Learning Resources for Software Engineering Students »
HTTPS is the end-to-end encryption on data on top of HTTP to prevent network sniffing (eavesdropping data packets). In this tutorial, we will cover four questions to have a better understanding of https. The questions are:
The web application usually runs over IP network, which is vulnerable to network sniffing. The old HTTP transmits data packets in plain text and if the network is sniffed, the sniffer can see confidential information in the data packets such as the password or session tokens. Here are some examples on how a plain text could be sniffed.
On public free wifi, a Wifi adapter in monitor mode would be able to capture all the ongoing packets to and from the wifi access point, regardless of its destination. If the traffic is transmitted over HTTP, the data sent over wifi is in plain text and the session token and password can be stolen. One famous example would be Firesheep, a Firefox plugin to sniff session token used in websites such as Facebook. This has made Facebook change its default protocol from HTTP to HTTPS
Our network packets usually travel through switches and routers around the globe to reach the destination. Any one of them, if compromised, could expose our network traffic to the sniffer. Network tap is an example of a device used to sniff network traffic.
Our Internet architecture relies on DNS for domain name and IP mapping and ARP for MAC address and IP mapping. None of the above is built with security in mind. Common attacks such as DNS cache poisoning or ARP poisoning could redirect your traffic for monitoring.
All in all, the Internet architecture that we rely on for network transmission is very vulnerable to network sniffing. If we were to use HTTP, which transmits packets in plain text, no confidentiality could be guaranteed for our web application. Therefore, we need to use HTTPS as an end to end encryption to secure our network packets.
As aforementioned, our network is not secure, so how could HTTPS help? HTTPS is built on top of HTTP with the addition of SSL to encrypt the plain text message. The purpose of this encryption is to make sure only client and the server could decrypt the message with required keys, and sniffer cannot decrypt packets even though they may sniff packets.
There are mainly 3 encryption algorithms used in HTTPS, namely RSA, Diffie Hellman and Elliptic Curve Algorithm. They are more thoroughly explained in Introduction to Cryptography section. These algorithms prevent sniffers from decrypting packets without knowing the keys used because the best attack algorithms known at the moment run in sub-exponential time. Therefore, the attack is believed to be computationally infeasible when the keysize is large enough (e.g. 2048 bits for RSA), though it is not mathematically proven.
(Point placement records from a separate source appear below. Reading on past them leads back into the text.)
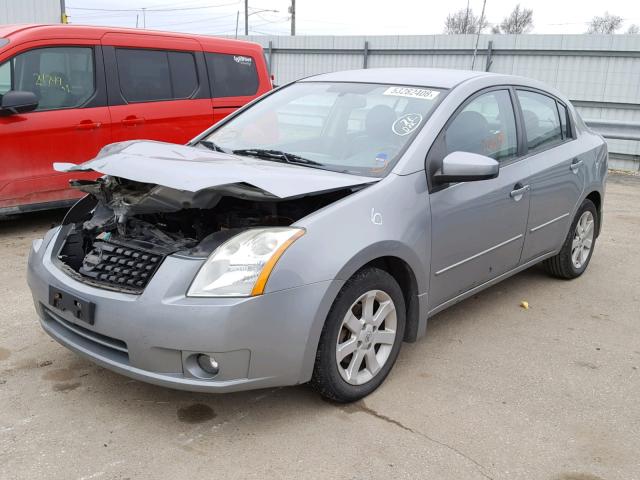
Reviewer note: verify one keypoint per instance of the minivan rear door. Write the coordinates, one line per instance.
(158, 87)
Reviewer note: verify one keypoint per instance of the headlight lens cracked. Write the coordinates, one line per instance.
(241, 266)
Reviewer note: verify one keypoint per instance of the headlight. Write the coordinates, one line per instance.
(241, 266)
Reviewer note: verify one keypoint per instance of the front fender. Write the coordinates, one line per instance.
(389, 218)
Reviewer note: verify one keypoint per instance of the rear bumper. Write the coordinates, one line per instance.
(263, 341)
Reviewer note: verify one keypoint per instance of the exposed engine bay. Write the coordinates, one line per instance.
(119, 234)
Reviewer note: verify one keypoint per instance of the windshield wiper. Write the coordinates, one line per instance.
(278, 155)
(212, 146)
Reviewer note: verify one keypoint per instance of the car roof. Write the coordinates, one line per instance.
(427, 77)
(27, 31)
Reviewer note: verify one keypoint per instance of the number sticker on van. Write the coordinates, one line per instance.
(242, 60)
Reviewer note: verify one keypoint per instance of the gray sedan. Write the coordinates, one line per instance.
(305, 237)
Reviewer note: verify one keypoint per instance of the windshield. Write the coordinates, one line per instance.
(356, 128)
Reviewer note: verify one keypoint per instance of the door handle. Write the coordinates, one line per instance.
(575, 165)
(88, 125)
(132, 121)
(518, 191)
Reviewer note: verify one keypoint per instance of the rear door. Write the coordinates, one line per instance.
(235, 81)
(478, 228)
(158, 87)
(71, 122)
(557, 171)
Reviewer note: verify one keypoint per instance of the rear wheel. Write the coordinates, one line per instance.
(361, 338)
(577, 249)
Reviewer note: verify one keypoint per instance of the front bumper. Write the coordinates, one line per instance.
(264, 341)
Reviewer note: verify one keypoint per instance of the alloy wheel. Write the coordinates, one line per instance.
(366, 337)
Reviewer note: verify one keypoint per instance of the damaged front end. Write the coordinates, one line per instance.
(120, 233)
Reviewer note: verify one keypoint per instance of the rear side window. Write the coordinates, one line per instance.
(232, 75)
(486, 126)
(564, 124)
(154, 75)
(60, 77)
(541, 121)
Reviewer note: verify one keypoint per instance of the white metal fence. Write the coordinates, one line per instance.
(599, 73)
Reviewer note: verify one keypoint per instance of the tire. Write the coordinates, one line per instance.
(563, 264)
(347, 380)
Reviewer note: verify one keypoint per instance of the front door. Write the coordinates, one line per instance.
(478, 227)
(71, 122)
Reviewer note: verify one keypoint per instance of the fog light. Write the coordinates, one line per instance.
(208, 364)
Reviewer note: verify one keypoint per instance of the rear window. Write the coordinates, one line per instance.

Thus, by using https, we can be sure that even though our network packets are transmitted over an insecure network, sniffers cannot understand the content of our encrypted packets.
Besides providing secure network traffic, HTTPS also provides server validation through Certificate Authority (CA) architecture. A detailed explanation on CA is here . In short, CA works by issuing the server a digital certificate that can only be produced by CA. When the server sends its digital certificate to the client, client browsers verify the digital certificate with CA to check whether the server is indeed the intended server. To obtain such digital certificate, the server needs to apply to CA and CA will verify the server before issuing the digital certificate.
In order set up HTTPS on your server, you would need to have:
However, most CAs are not free of charge. One free initiative to provide free domain validation certificates is Lets Encrypt.
Up to this moment, it seems that nothing could go wrong with HTTPS. However, in real life, there could be weakness on the implementation of HTTPS.
As aforementioned, Certificate Authority (CA) signs a digital certificate provided by the server to prove the identity of the server. However, in the real-world implementation, the CA does not sign the digital certificate directly, rather CA signs the fixed length hashed digest of the digital certificate for efficiency. This introduces the possibility of two different digital certificates with the same hashed digest. Thus, if the attackers manage to forge a fake digital certificate with the same hashed digest of another valid digital certificate, the browser would trust the attackers server and all the servers signed by the attackers. This loophole occurs with SHA-1 hashing algorithm and SHA-1 is no longer used in HTTPS after 2016. In 2017, Google has announced an algorithm to forge a duplicated SHA-1 hash and the report is here. A more detailed explanation of this problem is found here.
During the cipher suite negotiation process of HTTPS, client and server send each other in plain text the HTTPS standard they support and the most secure standard is chosen to be used. However, this can be exploited for HTTPS downgrade by a man in the middle attack. The man in the middle could send forged cipher suite negotiation to both server and client to indicate the maximum security supported is only 512 bits Diffie Hellman and trick server and client to encrypt with 512 bits Diffie Hellman. At the moment, without knowing the keys, 512 bits Diffie Hellman algorithm could be decrypted with sufficient resources. A more detailed description could be found here
HTTPS provides security to a web application. If the web application requires secure network traffic (e.g. online banking), HTTPS should be implemented. However, servers usually need to pay for the digital certificate used by HTTPS. Also, the additional layer of encryption and decryption adds overhead to network traffic (though the impact is not significant). If secure network traffic is not required (e.g. University home page), HTTPS may not be used.